Vic (Tracy Wright) and Kat (Molly Parker) grew up together. They started a band together. They lived their lives together. They abused themselves with drugs and narcotics together. They were Trigger together.
Trigger is playing/was playing a short engagement at Toronto’s brand-spankin’-new TIFF Bell Lightbox, and director Bruce McDonald was on-hand to introduce the film to the audience.
McDonald explained that the film started as a continuation of the story of Joe Dick and Billy Talent who were the two front-men of the fictional band Hard Core Logo. Unfortunately Hugh Dylan’s and Callum Keith Rennie’s schedules made it impossible. Rather than scrapping the screenplay, McDonald and writer Daniel Macivor rewrote the film about a new band, a riotgrrl band called Trigger.
Though it’s not actually titled “Hard Core Logo 2,” the film feels it, and it’s easy to see Vic as Joe Dick and Kat as Billy Talent. Rennie even makes a brief appearance as “Billy” and the audience is left to assume that this is Billy Talent, while Julian Richings makes a brief appearance as his Hard Core Logo role Bucky Haight.
How does it differ?
Hard Core Logo is about a band coming together for a sham-benefit while one member has a greater goal. Trigger is about a band coming together for a sham-benefit while one member has a greater goal.
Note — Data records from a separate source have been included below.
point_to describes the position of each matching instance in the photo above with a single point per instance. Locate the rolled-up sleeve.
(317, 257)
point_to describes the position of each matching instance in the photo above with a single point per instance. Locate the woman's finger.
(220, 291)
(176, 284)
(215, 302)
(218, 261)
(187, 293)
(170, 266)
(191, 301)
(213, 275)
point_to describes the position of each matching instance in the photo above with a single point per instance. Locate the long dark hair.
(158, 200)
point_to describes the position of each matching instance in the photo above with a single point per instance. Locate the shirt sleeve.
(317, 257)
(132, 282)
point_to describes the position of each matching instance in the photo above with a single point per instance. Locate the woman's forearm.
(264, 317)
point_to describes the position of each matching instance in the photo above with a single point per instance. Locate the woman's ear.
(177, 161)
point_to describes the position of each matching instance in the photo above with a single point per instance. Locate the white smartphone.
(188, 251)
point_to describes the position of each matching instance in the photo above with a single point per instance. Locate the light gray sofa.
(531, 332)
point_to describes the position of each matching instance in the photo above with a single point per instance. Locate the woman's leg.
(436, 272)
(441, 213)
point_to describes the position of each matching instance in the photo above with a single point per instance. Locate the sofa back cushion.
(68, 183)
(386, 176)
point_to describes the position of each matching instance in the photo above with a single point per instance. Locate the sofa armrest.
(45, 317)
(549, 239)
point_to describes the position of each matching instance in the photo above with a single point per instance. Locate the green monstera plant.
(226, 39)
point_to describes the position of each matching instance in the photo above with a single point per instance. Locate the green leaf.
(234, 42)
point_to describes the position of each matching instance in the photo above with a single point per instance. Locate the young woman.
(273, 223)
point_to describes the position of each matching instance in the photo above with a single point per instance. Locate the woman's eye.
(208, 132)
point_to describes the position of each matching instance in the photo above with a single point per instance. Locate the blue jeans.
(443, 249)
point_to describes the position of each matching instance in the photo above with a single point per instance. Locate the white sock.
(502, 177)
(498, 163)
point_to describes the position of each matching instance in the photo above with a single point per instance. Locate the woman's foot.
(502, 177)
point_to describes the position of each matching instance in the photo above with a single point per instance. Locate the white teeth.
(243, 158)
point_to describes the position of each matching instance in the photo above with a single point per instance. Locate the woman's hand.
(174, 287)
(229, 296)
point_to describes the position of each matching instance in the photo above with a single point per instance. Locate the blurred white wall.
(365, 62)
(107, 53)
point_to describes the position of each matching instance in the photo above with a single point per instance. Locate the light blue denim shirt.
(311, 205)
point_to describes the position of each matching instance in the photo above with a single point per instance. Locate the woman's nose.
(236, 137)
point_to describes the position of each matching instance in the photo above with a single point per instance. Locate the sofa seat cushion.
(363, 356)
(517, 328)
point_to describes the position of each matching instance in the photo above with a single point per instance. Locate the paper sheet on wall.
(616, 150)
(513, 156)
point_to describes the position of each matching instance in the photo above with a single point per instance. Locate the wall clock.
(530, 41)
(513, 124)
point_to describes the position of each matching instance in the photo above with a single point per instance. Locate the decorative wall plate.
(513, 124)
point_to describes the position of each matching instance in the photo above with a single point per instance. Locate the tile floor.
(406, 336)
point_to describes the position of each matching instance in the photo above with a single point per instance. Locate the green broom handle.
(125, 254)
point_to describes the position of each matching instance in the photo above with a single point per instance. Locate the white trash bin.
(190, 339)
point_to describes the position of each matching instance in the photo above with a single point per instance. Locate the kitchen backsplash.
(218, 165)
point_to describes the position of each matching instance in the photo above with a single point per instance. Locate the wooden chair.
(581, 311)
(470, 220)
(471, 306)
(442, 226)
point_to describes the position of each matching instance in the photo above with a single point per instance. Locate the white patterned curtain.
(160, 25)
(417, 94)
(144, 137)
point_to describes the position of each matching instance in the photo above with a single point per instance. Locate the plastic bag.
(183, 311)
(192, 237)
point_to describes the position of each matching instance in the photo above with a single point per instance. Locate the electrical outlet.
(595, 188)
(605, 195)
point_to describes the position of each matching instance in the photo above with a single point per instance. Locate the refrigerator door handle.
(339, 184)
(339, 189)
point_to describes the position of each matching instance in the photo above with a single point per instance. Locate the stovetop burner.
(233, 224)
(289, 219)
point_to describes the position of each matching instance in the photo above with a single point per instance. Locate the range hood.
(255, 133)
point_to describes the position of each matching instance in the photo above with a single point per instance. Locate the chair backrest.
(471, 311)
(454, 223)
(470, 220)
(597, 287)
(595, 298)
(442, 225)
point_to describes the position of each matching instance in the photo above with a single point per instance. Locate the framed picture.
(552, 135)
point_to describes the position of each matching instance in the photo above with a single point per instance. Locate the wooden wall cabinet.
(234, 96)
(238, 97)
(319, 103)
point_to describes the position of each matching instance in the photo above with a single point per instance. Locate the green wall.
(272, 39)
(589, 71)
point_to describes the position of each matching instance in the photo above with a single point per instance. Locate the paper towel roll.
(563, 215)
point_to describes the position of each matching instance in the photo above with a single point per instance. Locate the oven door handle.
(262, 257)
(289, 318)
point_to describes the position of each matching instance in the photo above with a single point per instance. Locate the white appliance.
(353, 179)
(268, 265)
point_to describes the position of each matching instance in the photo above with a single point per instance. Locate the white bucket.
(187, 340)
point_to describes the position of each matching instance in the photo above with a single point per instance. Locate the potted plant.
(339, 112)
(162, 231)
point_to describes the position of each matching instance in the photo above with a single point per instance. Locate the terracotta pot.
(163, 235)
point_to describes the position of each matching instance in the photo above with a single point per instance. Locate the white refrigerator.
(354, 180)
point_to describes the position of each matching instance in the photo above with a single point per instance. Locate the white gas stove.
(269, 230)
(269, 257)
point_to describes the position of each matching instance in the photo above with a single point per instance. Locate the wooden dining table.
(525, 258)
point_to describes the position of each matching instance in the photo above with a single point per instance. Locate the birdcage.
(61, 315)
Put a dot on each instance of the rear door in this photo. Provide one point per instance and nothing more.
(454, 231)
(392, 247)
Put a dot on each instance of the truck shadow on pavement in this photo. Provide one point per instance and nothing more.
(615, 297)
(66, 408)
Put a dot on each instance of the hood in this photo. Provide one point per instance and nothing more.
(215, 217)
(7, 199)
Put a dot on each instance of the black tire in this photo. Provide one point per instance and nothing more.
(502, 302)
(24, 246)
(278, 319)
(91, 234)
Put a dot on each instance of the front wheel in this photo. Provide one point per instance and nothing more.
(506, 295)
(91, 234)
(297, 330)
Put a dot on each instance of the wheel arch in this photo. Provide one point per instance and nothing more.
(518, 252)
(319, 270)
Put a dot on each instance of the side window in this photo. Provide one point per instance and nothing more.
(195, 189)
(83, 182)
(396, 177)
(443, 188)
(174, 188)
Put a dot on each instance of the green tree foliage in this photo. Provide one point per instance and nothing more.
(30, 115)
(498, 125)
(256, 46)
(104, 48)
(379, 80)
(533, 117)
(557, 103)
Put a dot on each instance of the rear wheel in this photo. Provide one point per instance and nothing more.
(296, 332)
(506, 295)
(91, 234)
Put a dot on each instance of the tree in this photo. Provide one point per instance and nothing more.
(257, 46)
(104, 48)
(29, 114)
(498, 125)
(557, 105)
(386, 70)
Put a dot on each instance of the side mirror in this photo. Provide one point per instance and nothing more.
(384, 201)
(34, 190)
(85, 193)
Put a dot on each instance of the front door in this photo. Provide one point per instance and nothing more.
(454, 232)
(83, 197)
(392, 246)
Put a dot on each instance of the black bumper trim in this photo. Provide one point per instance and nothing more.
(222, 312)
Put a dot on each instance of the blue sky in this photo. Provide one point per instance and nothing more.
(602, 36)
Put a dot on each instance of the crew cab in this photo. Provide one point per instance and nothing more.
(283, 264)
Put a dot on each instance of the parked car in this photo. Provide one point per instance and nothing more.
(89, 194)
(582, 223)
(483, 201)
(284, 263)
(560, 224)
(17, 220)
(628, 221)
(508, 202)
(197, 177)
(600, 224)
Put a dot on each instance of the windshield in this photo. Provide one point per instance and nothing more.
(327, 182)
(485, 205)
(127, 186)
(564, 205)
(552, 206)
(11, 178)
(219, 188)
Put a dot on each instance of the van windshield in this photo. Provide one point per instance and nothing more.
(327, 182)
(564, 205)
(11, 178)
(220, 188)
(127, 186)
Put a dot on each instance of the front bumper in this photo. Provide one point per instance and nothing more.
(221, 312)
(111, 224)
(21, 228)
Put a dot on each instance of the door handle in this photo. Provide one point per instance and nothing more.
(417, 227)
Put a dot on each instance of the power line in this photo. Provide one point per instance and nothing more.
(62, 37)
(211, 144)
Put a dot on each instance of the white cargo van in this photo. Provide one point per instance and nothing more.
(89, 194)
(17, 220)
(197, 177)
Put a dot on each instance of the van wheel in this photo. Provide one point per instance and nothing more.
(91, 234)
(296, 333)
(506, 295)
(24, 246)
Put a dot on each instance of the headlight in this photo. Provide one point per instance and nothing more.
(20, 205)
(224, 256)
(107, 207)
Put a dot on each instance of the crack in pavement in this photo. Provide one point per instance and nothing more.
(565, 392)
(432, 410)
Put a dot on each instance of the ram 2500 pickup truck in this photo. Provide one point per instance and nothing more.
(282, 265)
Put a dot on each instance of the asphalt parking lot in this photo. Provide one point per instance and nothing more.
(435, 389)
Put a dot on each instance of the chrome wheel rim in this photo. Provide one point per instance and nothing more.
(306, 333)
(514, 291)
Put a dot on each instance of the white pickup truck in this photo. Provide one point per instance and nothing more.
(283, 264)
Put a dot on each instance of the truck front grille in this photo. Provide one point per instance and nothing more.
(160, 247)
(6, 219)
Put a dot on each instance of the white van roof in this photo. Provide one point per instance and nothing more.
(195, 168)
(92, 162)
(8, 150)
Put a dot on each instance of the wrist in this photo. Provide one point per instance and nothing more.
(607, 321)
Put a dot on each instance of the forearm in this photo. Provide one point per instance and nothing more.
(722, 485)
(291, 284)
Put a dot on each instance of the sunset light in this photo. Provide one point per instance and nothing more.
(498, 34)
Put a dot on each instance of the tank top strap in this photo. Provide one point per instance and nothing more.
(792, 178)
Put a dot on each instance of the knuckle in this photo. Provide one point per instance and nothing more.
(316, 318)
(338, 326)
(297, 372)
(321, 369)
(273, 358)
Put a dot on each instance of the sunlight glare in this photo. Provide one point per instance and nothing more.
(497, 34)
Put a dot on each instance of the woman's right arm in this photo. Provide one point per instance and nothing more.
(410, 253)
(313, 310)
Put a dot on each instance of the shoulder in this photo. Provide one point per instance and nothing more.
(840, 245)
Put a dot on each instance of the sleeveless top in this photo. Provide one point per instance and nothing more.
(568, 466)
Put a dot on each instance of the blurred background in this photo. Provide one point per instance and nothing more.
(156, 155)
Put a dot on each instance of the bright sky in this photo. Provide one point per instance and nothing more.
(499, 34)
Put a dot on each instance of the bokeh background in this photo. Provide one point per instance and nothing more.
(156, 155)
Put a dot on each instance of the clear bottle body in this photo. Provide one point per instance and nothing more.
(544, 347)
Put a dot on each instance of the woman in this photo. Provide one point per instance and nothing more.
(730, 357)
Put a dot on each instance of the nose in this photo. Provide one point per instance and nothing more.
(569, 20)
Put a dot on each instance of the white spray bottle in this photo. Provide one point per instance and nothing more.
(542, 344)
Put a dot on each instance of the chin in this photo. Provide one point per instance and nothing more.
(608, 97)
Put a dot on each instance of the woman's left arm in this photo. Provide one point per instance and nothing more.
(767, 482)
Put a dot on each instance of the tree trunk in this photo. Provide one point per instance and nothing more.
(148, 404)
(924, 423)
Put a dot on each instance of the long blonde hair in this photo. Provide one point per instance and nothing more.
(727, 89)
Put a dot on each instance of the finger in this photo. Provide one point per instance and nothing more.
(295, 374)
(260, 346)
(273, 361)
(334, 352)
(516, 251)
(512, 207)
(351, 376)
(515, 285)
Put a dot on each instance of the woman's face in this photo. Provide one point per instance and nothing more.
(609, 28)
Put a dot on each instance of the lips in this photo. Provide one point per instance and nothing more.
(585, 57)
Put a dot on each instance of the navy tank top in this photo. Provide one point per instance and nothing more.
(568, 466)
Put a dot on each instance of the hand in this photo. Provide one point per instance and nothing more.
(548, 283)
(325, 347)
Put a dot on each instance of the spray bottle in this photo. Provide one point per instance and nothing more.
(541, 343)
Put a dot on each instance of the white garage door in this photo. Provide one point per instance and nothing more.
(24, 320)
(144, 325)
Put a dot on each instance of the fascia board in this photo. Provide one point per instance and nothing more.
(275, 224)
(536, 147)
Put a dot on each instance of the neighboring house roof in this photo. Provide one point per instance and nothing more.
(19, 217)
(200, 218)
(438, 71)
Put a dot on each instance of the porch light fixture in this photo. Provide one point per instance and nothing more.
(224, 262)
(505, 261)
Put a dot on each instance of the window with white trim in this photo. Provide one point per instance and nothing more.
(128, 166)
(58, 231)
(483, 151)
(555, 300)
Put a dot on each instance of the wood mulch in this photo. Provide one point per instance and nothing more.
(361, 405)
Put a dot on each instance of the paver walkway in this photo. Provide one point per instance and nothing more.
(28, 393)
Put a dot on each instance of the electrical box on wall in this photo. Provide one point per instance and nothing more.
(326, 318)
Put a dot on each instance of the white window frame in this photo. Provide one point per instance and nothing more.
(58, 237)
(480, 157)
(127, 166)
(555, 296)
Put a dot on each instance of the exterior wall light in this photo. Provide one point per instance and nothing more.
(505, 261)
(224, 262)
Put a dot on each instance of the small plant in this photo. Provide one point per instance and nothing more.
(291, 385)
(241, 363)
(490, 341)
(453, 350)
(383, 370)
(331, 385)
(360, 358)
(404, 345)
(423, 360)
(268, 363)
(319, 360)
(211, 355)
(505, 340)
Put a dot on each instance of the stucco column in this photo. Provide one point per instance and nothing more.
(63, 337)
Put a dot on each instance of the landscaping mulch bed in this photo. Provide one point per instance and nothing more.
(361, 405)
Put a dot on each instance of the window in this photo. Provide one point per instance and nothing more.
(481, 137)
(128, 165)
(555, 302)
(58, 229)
Hard Core Logo is about men who are still children. Once the band broke up, they stopped evolving, and their lives were static. When they reunited, all the love and all the hatred were still at the forefront.
Trigger is about a band who grew up. They’ve become better women and grown, and learned from their mistakes. They’re still making mistakes, and are unsure of where to lead their lives, but they’re better people than they once were.
That’s the major difference. Trigger isn’t rehashing what was done before. Trigger is telling a different story within an existing universe.
One interesting thing about this film is how old everyone looks. Parker, Wright, Rennie, and McKellar all look like they’ve lived lives of abuse and are falling apart. It fits perfectly with the context of the film, and creates a realism, which was only disturbed by a guitar strap continuity error.
Definitely worth seeing. You don’t need to have seen it’s predecessor to enjoy the film, but it wouldn’t hurt. Most importantly, it’s a great farewell to a wonderful actor who the Toronto scene has recently lost, Tracy Wright.